Former D.C. Mayor Marion Barry, a man whose 30-year political career has been marred by one scandal after another, is the most-popular elected official in the capital city’s government, according to a recent poll.
Now a member of city council, Barry, 76, has been convicted of cocaine possession and served six months in federal prison. He was also found guilty of a misdemeanor for failure to pay his taxes, although marijuana-possession and stalking charges were dropped.
But his approval rating is 52 percent, higher than Mayor Vincent Gray’s and all his fellow council members, according to a Washington Post poll released this week.

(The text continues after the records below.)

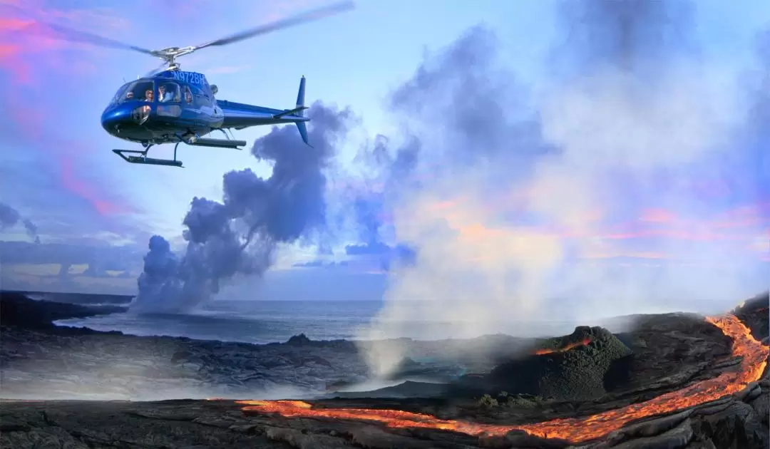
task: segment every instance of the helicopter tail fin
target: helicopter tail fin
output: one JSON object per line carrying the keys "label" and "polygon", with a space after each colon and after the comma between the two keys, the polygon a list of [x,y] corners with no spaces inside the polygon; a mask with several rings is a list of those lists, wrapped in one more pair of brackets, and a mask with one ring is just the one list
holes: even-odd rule
{"label": "helicopter tail fin", "polygon": [[[300,117],[305,116],[305,76],[300,79],[300,91],[296,92],[296,109],[300,109],[296,112],[297,116]],[[300,136],[302,136],[302,141],[305,142],[308,146],[312,147],[313,146],[307,140],[307,126],[305,126],[305,122],[295,122],[296,124],[296,129],[300,131]]]}

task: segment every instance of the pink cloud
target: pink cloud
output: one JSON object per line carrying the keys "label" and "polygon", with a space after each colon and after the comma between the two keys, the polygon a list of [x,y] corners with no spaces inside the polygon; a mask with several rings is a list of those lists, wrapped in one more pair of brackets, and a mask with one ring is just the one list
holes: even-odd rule
{"label": "pink cloud", "polygon": [[[16,8],[22,5],[23,9]],[[88,143],[65,141],[55,136],[54,127],[47,124],[55,122],[57,117],[51,111],[57,108],[41,93],[41,87],[47,86],[46,79],[50,79],[52,74],[61,85],[83,82],[95,73],[92,62],[94,52],[102,50],[59,40],[44,22],[92,32],[109,30],[111,35],[126,29],[128,22],[104,8],[63,11],[43,7],[35,1],[0,2],[0,70],[9,75],[3,99],[7,110],[13,112],[12,119],[25,138],[56,163],[64,189],[87,200],[100,215],[129,211],[130,206],[121,201],[114,203],[114,197],[82,172],[80,167],[87,166],[80,163]]]}

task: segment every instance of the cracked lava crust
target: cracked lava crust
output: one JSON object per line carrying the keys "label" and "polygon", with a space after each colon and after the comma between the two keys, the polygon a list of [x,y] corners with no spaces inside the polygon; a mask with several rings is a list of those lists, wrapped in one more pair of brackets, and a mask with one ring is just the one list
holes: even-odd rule
{"label": "cracked lava crust", "polygon": [[[732,355],[742,357],[738,369],[701,380],[688,387],[661,394],[654,399],[584,417],[561,418],[519,425],[474,424],[441,420],[430,415],[397,410],[319,409],[301,400],[239,400],[246,414],[280,414],[286,417],[320,417],[368,421],[390,427],[422,427],[454,431],[469,435],[504,435],[523,431],[543,438],[558,438],[581,443],[599,438],[626,424],[653,415],[671,413],[736,393],[758,380],[767,365],[770,347],[762,344],[747,326],[734,315],[707,317],[706,321],[732,339]],[[566,349],[562,350],[566,350]]]}

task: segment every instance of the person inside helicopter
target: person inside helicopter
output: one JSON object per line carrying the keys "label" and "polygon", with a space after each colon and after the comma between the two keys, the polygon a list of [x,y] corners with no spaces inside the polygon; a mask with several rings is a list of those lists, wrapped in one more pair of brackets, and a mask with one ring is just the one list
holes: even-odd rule
{"label": "person inside helicopter", "polygon": [[158,101],[160,102],[179,102],[179,86],[174,82],[168,82],[158,86]]}

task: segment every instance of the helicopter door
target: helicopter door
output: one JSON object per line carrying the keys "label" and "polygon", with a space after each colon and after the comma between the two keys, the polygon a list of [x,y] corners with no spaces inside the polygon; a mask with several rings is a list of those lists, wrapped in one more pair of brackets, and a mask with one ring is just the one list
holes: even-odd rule
{"label": "helicopter door", "polygon": [[185,103],[188,106],[192,106],[192,92],[190,92],[189,85],[185,86]]}
{"label": "helicopter door", "polygon": [[179,117],[182,115],[181,89],[176,82],[158,83],[158,109],[159,116],[166,117]]}

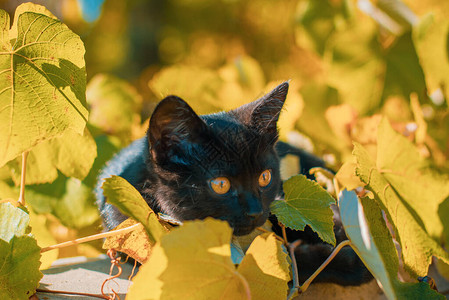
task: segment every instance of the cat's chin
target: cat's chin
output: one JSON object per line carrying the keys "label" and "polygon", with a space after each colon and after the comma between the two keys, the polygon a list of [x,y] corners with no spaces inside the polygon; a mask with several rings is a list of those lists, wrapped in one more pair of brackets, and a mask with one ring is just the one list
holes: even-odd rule
{"label": "cat's chin", "polygon": [[253,232],[255,229],[256,227],[254,226],[234,228],[234,235],[236,236],[247,235]]}

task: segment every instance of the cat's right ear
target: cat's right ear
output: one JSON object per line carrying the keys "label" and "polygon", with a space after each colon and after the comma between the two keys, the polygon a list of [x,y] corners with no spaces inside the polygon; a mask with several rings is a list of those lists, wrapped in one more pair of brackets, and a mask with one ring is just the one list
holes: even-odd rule
{"label": "cat's right ear", "polygon": [[154,160],[181,142],[195,142],[206,124],[181,98],[168,96],[156,106],[147,131]]}

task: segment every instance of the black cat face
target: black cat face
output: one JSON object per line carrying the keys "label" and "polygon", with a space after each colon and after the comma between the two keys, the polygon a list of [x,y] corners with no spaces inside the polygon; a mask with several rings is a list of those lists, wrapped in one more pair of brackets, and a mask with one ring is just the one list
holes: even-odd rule
{"label": "black cat face", "polygon": [[274,145],[287,90],[285,82],[238,109],[204,116],[178,97],[162,100],[147,133],[161,211],[226,220],[236,235],[261,226],[281,184]]}

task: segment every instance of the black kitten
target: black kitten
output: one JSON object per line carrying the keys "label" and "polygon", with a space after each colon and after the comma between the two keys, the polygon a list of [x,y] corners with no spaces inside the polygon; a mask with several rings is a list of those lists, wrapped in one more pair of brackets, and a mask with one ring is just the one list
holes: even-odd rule
{"label": "black kitten", "polygon": [[[324,166],[320,159],[302,150],[277,143],[277,121],[287,91],[288,83],[284,82],[235,110],[203,116],[184,100],[166,97],[153,112],[147,137],[120,152],[100,175],[97,204],[105,227],[110,230],[126,219],[117,208],[105,203],[100,187],[103,178],[111,175],[127,179],[156,213],[180,221],[206,217],[226,220],[235,235],[248,234],[264,224],[271,202],[282,196],[279,154],[298,155],[302,171]],[[279,233],[274,216],[271,219]],[[311,230],[289,232],[292,239],[309,239],[311,244],[317,239]],[[317,259],[313,259],[313,253],[304,253],[304,247],[298,248],[300,269],[305,275],[332,251],[321,241],[314,249]],[[355,267],[357,272],[362,270],[360,278],[342,280],[341,276],[324,275],[322,280],[360,284],[370,278],[353,251],[350,258],[358,262]],[[306,266],[309,260],[313,260],[311,268]],[[347,272],[348,260],[341,256],[340,260],[346,263],[342,272]]]}

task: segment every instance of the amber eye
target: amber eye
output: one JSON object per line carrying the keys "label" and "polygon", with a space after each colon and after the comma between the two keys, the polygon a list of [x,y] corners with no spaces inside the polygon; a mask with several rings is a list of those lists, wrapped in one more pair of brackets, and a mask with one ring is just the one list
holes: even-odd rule
{"label": "amber eye", "polygon": [[231,188],[231,183],[226,177],[217,177],[210,181],[210,187],[215,193],[224,195]]}
{"label": "amber eye", "polygon": [[271,182],[271,172],[270,170],[263,171],[259,176],[259,185],[261,187],[266,187]]}

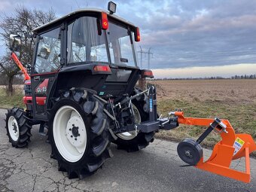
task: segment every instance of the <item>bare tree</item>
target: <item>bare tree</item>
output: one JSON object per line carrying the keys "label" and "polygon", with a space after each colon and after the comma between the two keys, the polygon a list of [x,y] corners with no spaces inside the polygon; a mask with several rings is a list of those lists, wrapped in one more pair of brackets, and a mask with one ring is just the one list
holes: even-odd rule
{"label": "bare tree", "polygon": [[[23,38],[23,44],[18,53],[19,59],[27,66],[32,63],[33,41],[28,37],[32,35],[32,30],[43,24],[47,23],[56,18],[55,12],[51,8],[47,11],[41,10],[29,10],[23,6],[17,6],[11,15],[4,14],[0,20],[0,32],[2,40],[5,41],[6,47],[9,47],[9,37],[11,34],[23,32],[26,35]],[[8,59],[11,51],[7,49],[5,56],[0,59],[2,73],[8,78],[8,92],[10,95],[14,93],[14,77],[19,74],[19,69],[16,64]]]}

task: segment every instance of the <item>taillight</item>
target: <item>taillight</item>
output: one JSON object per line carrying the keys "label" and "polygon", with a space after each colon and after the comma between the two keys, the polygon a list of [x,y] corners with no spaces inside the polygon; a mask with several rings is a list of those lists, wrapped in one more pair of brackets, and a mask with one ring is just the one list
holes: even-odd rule
{"label": "taillight", "polygon": [[135,39],[135,41],[141,41],[141,35],[139,34],[139,27],[136,27],[136,30],[135,30],[135,32],[134,32],[134,39]]}
{"label": "taillight", "polygon": [[102,28],[104,30],[108,29],[108,14],[105,12],[102,12]]}
{"label": "taillight", "polygon": [[108,66],[95,66],[93,68],[93,71],[96,72],[111,72]]}
{"label": "taillight", "polygon": [[142,70],[142,77],[154,78],[153,72],[151,70]]}

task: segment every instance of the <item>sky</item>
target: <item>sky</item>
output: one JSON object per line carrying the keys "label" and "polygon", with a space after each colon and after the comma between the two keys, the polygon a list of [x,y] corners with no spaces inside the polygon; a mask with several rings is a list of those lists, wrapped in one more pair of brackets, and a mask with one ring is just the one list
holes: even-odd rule
{"label": "sky", "polygon": [[[86,7],[107,9],[108,2],[0,0],[0,14],[12,14],[15,5],[22,4],[30,8],[53,8],[61,17]],[[256,73],[256,0],[114,2],[117,15],[139,26],[142,40],[139,46],[143,51],[151,48],[151,68],[160,76],[166,72],[169,75],[165,75],[175,77],[177,72],[180,77],[183,72],[190,77],[204,77],[209,72],[210,76]],[[0,48],[0,55],[3,50]],[[147,55],[142,59],[142,67],[147,68]]]}

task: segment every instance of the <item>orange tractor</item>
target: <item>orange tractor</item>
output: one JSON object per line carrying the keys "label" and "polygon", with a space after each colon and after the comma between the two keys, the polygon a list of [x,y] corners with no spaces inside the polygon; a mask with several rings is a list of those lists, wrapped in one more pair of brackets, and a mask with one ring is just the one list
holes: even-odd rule
{"label": "orange tractor", "polygon": [[[14,51],[20,44],[19,35],[11,35],[12,58],[25,75],[26,109],[9,109],[6,128],[14,147],[26,146],[30,130],[39,124],[47,130],[51,157],[59,170],[69,178],[83,178],[95,172],[111,157],[111,142],[119,148],[136,151],[154,141],[156,132],[170,130],[179,124],[208,126],[197,141],[184,139],[178,145],[181,159],[196,168],[250,181],[249,154],[256,151],[252,137],[236,134],[227,120],[184,117],[173,111],[158,117],[156,88],[136,87],[139,78],[154,78],[140,69],[136,56],[139,29],[108,12],[82,9],[34,30],[33,63],[30,75]],[[200,143],[212,131],[221,141],[204,160]],[[245,157],[245,172],[230,168],[232,160]]]}

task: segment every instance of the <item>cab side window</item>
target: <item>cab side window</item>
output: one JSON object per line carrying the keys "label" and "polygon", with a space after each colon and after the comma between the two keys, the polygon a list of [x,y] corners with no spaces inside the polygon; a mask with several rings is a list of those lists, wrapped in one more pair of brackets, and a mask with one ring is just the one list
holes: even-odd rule
{"label": "cab side window", "polygon": [[39,37],[34,73],[50,72],[60,66],[60,28]]}

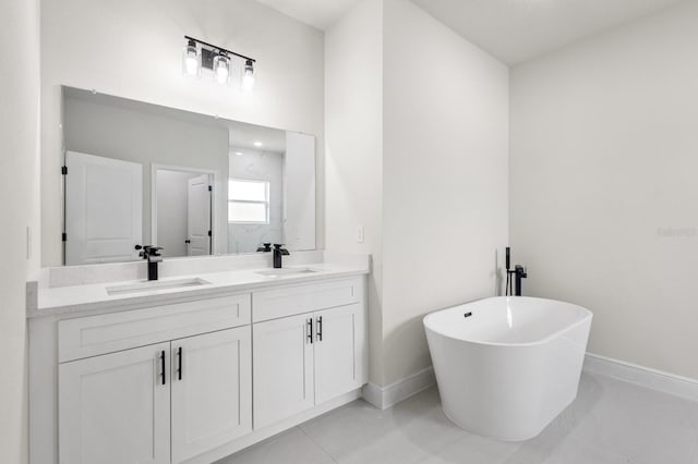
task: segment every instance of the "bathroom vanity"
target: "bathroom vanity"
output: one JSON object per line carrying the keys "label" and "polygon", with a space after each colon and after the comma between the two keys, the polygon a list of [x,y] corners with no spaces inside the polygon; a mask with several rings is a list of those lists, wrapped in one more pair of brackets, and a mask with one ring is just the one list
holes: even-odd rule
{"label": "bathroom vanity", "polygon": [[356,400],[368,272],[366,257],[39,285],[31,463],[210,463]]}

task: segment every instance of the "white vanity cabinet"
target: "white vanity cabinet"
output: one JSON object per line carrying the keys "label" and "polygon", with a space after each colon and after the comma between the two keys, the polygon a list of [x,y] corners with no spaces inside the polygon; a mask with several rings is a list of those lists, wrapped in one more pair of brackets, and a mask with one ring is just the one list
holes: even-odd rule
{"label": "white vanity cabinet", "polygon": [[250,327],[171,343],[172,463],[252,431]]}
{"label": "white vanity cabinet", "polygon": [[246,291],[33,319],[31,464],[209,464],[360,398],[363,276]]}
{"label": "white vanity cabinet", "polygon": [[169,464],[169,349],[160,343],[59,366],[61,463]]}
{"label": "white vanity cabinet", "polygon": [[[60,463],[182,463],[252,432],[249,294],[165,306],[171,310],[165,317],[156,307],[65,320],[59,345],[77,352],[81,343],[65,334],[93,340],[86,333],[97,331],[105,338],[91,350],[105,349],[134,322],[139,337],[171,337],[192,318],[182,307],[198,307],[198,322],[215,314],[227,325],[233,314],[246,325],[61,363]],[[209,319],[204,325],[215,323]],[[110,332],[119,335],[110,340]]]}
{"label": "white vanity cabinet", "polygon": [[274,317],[327,308],[254,322],[255,429],[359,389],[366,377],[361,280],[293,289],[286,304],[277,292],[254,294],[255,310],[258,304],[260,314]]}

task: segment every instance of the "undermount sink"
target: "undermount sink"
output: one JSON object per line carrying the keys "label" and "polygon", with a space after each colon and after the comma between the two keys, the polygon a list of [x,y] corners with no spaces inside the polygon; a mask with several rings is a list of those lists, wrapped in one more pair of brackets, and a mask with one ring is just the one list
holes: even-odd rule
{"label": "undermount sink", "polygon": [[131,283],[128,285],[107,286],[107,293],[109,295],[124,295],[129,293],[145,293],[153,292],[155,290],[172,290],[172,289],[186,289],[189,286],[206,285],[210,282],[194,278],[194,279],[179,279],[179,280],[166,280],[166,281],[152,281]]}
{"label": "undermount sink", "polygon": [[317,272],[310,268],[281,268],[281,269],[272,269],[268,271],[255,271],[260,276],[264,277],[284,277],[284,276],[296,276],[301,273],[312,273]]}

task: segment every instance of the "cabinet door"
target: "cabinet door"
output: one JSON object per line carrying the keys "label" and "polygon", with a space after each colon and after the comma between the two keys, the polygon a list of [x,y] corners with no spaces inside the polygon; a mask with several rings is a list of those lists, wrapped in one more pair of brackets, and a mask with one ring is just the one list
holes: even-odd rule
{"label": "cabinet door", "polygon": [[61,464],[170,462],[170,344],[59,365]]}
{"label": "cabinet door", "polygon": [[172,463],[252,431],[250,326],[172,341]]}
{"label": "cabinet door", "polygon": [[254,428],[314,405],[312,314],[255,323]]}
{"label": "cabinet door", "polygon": [[363,306],[354,304],[314,313],[315,404],[364,383]]}

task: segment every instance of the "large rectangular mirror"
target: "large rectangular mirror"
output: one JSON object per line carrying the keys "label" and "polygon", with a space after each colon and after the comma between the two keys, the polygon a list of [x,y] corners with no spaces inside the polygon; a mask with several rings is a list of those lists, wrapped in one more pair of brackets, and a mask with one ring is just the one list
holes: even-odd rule
{"label": "large rectangular mirror", "polygon": [[315,248],[312,135],[71,87],[62,127],[68,266]]}

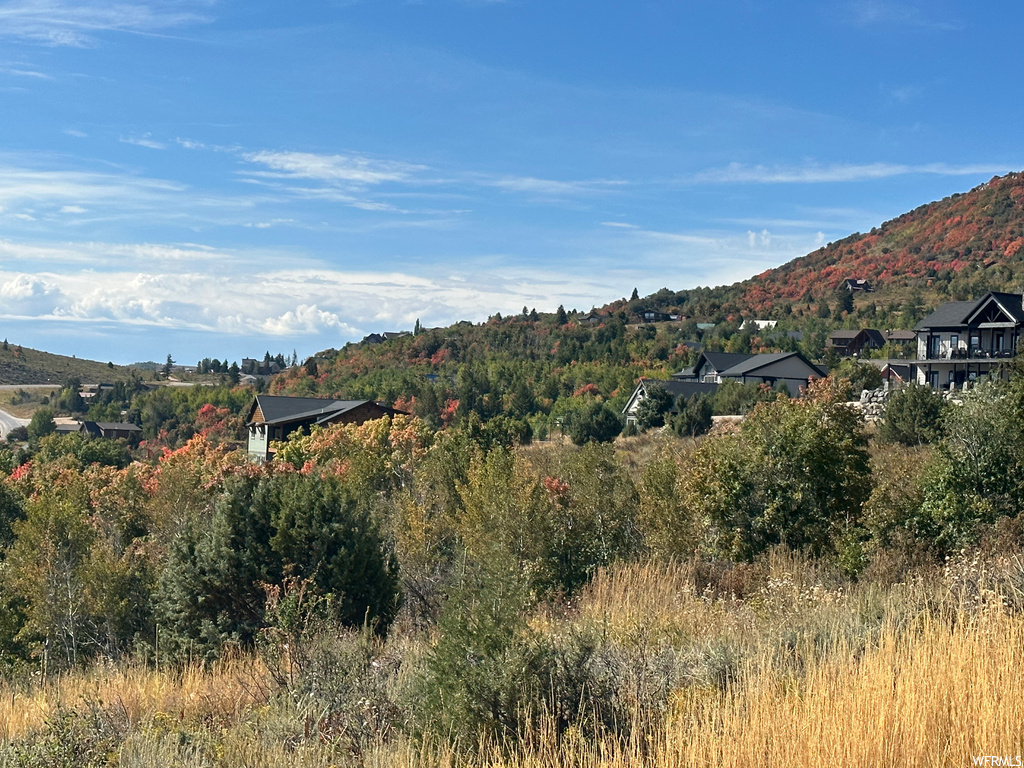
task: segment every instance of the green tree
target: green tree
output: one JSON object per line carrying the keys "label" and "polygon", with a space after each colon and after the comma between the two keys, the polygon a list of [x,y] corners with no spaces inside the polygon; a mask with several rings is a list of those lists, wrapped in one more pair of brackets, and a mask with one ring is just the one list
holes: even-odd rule
{"label": "green tree", "polygon": [[44,406],[32,415],[32,421],[29,422],[29,439],[38,440],[48,434],[53,434],[56,429],[56,422],[53,421],[53,409]]}
{"label": "green tree", "polygon": [[946,552],[1024,505],[1024,380],[985,382],[945,410],[925,480],[923,511]]}
{"label": "green tree", "polygon": [[666,418],[672,410],[672,393],[653,382],[646,385],[645,391],[647,396],[637,406],[637,427],[648,430],[665,426]]}
{"label": "green tree", "polygon": [[182,521],[155,596],[161,653],[215,658],[225,644],[251,645],[262,628],[260,585],[282,573],[271,510],[253,504],[257,486],[254,477],[229,478],[209,513]]}
{"label": "green tree", "polygon": [[623,431],[623,421],[607,403],[592,400],[570,412],[562,424],[562,432],[577,445],[588,442],[611,442]]}
{"label": "green tree", "polygon": [[847,357],[833,371],[831,375],[850,382],[848,396],[860,399],[864,389],[880,389],[882,387],[882,370],[870,362],[864,362],[854,357]]}
{"label": "green tree", "polygon": [[398,608],[397,562],[367,505],[357,504],[346,484],[317,474],[271,475],[253,505],[271,510],[270,547],[283,572],[332,595],[341,624],[387,627]]}
{"label": "green tree", "polygon": [[740,432],[706,440],[683,470],[683,504],[702,510],[714,551],[749,559],[783,544],[834,550],[870,493],[860,417],[834,382],[759,404]]}
{"label": "green tree", "polygon": [[679,410],[679,415],[672,421],[672,429],[676,434],[698,437],[711,429],[715,410],[711,397],[693,394],[686,399],[680,395],[676,408]]}
{"label": "green tree", "polygon": [[936,442],[942,435],[945,410],[941,394],[916,382],[890,390],[879,433],[889,442],[902,445]]}

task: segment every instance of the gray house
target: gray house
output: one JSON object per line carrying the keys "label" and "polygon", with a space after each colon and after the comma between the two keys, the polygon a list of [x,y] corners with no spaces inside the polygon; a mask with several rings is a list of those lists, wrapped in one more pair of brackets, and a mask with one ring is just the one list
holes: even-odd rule
{"label": "gray house", "polygon": [[373,400],[328,400],[319,397],[282,397],[258,394],[246,415],[251,459],[273,458],[270,443],[287,439],[296,430],[312,426],[362,424],[385,416],[402,414]]}
{"label": "gray house", "polygon": [[811,379],[821,379],[825,372],[800,352],[766,352],[740,354],[736,352],[701,352],[692,369],[673,375],[677,381],[699,381],[721,384],[727,379],[743,384],[781,382],[791,395],[800,394]]}
{"label": "gray house", "polygon": [[680,395],[714,394],[724,381],[741,384],[783,384],[791,396],[800,394],[812,379],[822,379],[825,373],[800,352],[769,352],[740,354],[736,352],[701,352],[693,368],[674,374],[672,379],[640,379],[623,409],[626,423],[636,423],[636,412],[651,387],[667,389],[675,400]]}
{"label": "gray house", "polygon": [[977,301],[951,301],[913,329],[920,384],[959,386],[979,376],[1001,375],[1024,335],[1021,294],[991,292]]}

Barry’s relative popularity might not be saying much, considering his competition. More than half of the district’s residents think Gray should resign as mayor amid questions about how he financed his 2010 mayoral campaign. Nearly two-thirds said in the Post’s poll that their mayor is not trustworthy.
And with two city council members resigning in light of felony charges this year, the public’s confidence in its ruling council is dismally low. The Post poll shows that 74 percent of respondents think council members Kwame Brown and Harry Thomas’ resignations are signs of broader problems in city government.
As a federal official, Rep. Eleanor Holmes Norton, a non-voting member of the U.S. House representing Washington, D.C., escaped the dark cloud l hanging over the city’s government with a 72 percent approval rating.